PERMISSION & AUTHORIZATION FORM
REGARDING THE USE OF  TELEHEALTH SERVICES AND CONSULTATION

 

PLEASE READ BEFORE SIGNING:

Telehealth services involve the use of secure interactive encrypted videoconferencing equipment and devices that enable health professionals to deliver services to clients when located at different sites.

The telehealth consultation will be similar to a routine office visit, except interactive video technology will allow you to communicate with the provider at a distance. At first you may find it difficult or uncomfortable to communicate using video images. The use of video technology to deliver nutritional and educational services is a new technology and may not be equivalent to direct contact.

I understand that I will not be physically in the same room as my health professional.

I understand that there are potential risks to using technology, including service interruptions, interception, and technical difficulties. If it is determined that the videoconferencing equipment and/or connection is not adequate, I understand that my health professional or I may discontinue the telehealth visit and make other arrangements to continue the visit.

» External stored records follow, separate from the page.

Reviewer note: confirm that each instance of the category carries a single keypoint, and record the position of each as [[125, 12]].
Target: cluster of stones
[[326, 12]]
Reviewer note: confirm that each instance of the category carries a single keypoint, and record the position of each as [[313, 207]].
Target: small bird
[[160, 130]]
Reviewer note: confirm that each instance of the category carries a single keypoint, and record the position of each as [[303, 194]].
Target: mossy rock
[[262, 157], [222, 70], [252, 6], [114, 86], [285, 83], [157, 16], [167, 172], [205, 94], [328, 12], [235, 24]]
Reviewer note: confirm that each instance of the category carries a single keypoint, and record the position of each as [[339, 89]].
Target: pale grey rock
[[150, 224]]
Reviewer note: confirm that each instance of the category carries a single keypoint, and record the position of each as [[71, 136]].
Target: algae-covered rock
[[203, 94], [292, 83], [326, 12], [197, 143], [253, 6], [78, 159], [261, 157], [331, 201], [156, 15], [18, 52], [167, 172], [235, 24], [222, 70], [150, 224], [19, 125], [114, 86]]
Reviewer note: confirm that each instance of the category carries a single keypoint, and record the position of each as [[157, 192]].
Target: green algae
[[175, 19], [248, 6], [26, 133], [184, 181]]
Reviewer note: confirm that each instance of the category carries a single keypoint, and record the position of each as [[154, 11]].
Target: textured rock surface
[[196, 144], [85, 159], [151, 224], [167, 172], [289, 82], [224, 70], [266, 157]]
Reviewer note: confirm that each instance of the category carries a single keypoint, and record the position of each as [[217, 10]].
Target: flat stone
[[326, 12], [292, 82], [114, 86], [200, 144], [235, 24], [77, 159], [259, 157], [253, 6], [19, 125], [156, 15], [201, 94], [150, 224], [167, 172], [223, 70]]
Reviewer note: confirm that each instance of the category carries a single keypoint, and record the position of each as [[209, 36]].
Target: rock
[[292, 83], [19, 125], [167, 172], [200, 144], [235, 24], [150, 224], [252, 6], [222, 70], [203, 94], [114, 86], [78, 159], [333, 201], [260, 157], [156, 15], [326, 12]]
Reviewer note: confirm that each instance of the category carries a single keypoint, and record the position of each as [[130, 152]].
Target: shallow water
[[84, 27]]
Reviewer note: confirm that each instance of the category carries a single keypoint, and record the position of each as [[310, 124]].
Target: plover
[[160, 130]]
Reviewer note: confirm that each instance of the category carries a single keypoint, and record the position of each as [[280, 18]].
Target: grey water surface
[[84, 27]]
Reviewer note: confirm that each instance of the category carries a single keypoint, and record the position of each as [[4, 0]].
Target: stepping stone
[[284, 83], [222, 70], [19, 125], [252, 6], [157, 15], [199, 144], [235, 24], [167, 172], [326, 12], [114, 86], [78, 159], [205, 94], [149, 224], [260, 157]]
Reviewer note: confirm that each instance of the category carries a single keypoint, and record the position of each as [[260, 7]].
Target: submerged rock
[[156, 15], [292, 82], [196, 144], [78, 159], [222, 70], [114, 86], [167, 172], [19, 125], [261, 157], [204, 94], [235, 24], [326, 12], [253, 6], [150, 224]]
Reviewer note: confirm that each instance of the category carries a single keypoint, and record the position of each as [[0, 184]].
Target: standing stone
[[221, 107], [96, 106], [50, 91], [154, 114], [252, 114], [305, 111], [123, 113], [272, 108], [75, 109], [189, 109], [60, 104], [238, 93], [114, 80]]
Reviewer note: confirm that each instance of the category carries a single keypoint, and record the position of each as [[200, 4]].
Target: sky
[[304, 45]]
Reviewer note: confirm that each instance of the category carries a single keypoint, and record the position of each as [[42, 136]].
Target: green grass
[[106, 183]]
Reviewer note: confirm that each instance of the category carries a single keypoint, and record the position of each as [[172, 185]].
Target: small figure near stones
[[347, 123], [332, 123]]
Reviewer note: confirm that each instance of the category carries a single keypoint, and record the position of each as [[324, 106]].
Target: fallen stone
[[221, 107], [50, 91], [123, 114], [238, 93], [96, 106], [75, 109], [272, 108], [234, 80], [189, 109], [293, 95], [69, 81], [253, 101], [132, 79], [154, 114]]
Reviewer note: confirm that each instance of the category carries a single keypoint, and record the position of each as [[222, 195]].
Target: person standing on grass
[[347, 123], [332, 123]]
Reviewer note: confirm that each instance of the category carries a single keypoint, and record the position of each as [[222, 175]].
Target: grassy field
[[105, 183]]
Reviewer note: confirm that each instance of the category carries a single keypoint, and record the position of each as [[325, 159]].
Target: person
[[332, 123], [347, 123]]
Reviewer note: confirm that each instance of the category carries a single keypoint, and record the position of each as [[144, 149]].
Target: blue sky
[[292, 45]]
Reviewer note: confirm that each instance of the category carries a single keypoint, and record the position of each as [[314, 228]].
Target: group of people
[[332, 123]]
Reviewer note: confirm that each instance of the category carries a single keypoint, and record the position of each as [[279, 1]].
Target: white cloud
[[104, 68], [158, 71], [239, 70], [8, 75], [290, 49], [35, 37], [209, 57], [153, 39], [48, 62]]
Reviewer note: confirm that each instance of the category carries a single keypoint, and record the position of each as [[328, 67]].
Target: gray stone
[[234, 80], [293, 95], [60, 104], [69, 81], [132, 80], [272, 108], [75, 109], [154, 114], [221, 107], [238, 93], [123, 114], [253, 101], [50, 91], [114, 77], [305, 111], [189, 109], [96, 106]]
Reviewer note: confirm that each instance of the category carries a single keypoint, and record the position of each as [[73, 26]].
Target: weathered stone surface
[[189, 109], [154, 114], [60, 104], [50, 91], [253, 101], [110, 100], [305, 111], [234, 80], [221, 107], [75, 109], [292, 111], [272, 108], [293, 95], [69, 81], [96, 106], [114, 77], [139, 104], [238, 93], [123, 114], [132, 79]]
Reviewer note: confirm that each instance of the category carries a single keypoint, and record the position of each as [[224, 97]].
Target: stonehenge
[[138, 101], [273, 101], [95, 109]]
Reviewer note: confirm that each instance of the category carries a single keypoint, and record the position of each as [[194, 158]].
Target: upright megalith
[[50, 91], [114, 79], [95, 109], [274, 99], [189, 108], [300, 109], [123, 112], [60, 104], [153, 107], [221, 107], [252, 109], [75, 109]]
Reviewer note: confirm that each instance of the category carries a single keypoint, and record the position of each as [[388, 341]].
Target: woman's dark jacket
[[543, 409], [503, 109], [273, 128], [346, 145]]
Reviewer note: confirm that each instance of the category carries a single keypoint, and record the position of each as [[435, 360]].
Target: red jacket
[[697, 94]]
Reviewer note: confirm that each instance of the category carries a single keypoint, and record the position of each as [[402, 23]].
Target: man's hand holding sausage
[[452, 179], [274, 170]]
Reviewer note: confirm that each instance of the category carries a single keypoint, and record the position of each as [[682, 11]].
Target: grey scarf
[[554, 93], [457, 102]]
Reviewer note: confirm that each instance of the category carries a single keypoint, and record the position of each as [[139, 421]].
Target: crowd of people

I understand that I have the right to refuse to participate or decide to stop participating in
a telehealth visit and that my refusal will be documented in my client record. I also understand
that my refusal does not constitute any refund and may limit my right to future care.

I understand that the laws that protect privacy and confidentiality of information apply to
telehealth services to the degree available.

I understand that my information may be shared with other qualified health professionals
and individuals for scheduling and billing purposes.

I understand that I will be responsible for any costs that apply to my telehealth visit.
I understand that payment policies for telehealth visits may be different from policies for
in-person visits.

As with any procedure, there are potential risks associated with the use of telehealth.
These risks include, but may not be limited to:

  •  In rare cases, information transmitted may not be sufficient (e.g. poor resolution of
    images) to allow for appropriate decision making.
  • Delays in nutritional evaluation could occur due to deficiencies or failures of the
    equipment.
  •  In very rare instances, security protocols could fail, causing a breach of privacy of
    personal information.
  • In rare cases, a lack of access to complete or accurate information may result in
    adverse interactions or allergic reactions or other judgment errors.

By signing this form, I attest that I (1) have personally read this form (or had it explained
to me) and fully understand and agree to its contents; (2) have had my questions answered to my
satisfaction, and the limitations, benefits, and alternatives shared with me in a language I
understand; and (3) that this consent will remain active until I revoke it in writing.